15 Le règlement n° 67-67 a pour objet de régler un aspect de la concurrence dans le cadre général du domaine d'application du traité CEE et, plus particulièrement, de l'article 85, qui se réfère au jeu de la concurrence "à l'intérieur du Marché Commun". Il est, dès lors, satisfait aux conditions du règlement lorsque l'accord a pour objet de délimiter l'extension territoriale de l'exclusivité dans le cadre d'une partie définie du territoire du Marché Commun, étant entendu que cette délimitation territoriale doit être faite de telle manière que subsiste une possibilité effective de concurrence - et donc d'importations parallèles - entre le territoire pour lequel l'exclusivité est accordée et le restant de la Communauté, ce qui n'est pas litigieux en l'occurrence. L'inclusion de pays tiers dans le territoire de l'exclusivité n'est donc pas de nature à modifier les conditions d'application du règlement.

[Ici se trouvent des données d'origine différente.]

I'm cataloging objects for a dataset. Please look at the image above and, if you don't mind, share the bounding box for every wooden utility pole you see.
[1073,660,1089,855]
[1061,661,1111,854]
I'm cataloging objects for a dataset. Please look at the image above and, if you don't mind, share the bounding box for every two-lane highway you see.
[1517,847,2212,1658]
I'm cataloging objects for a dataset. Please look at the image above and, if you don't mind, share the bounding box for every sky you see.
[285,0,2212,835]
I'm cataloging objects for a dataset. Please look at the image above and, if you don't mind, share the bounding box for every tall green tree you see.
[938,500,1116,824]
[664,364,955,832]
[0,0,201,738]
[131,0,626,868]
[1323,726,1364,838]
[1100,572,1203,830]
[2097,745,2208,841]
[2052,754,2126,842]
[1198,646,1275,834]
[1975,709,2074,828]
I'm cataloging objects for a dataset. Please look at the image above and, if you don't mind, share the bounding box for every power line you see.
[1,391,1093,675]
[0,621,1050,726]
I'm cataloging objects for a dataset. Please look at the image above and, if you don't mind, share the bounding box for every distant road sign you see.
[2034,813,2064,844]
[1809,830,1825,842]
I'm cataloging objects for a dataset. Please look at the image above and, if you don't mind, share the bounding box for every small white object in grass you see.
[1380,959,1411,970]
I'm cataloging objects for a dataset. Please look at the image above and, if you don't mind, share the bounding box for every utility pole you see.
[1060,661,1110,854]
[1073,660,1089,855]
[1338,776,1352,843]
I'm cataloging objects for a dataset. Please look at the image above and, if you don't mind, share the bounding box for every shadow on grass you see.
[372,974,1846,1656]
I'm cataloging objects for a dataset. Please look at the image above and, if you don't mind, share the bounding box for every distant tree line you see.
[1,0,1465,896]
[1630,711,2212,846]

16 Il y a donc lieu de répondre à la deuxième question que le règlement sur les exemptions par catégories peut être appliqué lorsque les engagements contractés étendent non seulement à une partie définie du territoire du Marché Commun, mais également à des pays situes en dehors de la Communauté.

Sur les 3e, 4e et 5e questions (usage du droit de marque)

17 L'accord d'exclusivité qui fait l'objet du litige est caractérisé par le fait que l'utilisation d'un droit de marque a été concédée par l'une des parties à l'autre en vue, précisément, de l'exécution de l'accord de distribution exclusive. Le Bundesgerichtshof pose, à ce sujet, la question de savoir si, et dans quelles conditions, l'exercice d'un droit de propriété industrielle peut avoir pour effet de faire tomber un tel accord sous la clause d'exclusion de l'article 3, lettre b, point 1, du règlement n° 67-67. Il demande, en substance, s'il suffit, pour l'application de cette clause d'exclusion, qu'un droit de propriété industrielle peut être utilisé, dans le cadre d'un accord d'exclusivité, de façon à entraver l'approvisionnement du produit en cause à l'intérieur du Marché Commun, ou si, par contre, cette clause d'exclusion ne s'applique qu'à la condition qu'une telle utilisation du droit de propriété industrielle résulte des termes de l'accord même ou du comportement effectif des parties.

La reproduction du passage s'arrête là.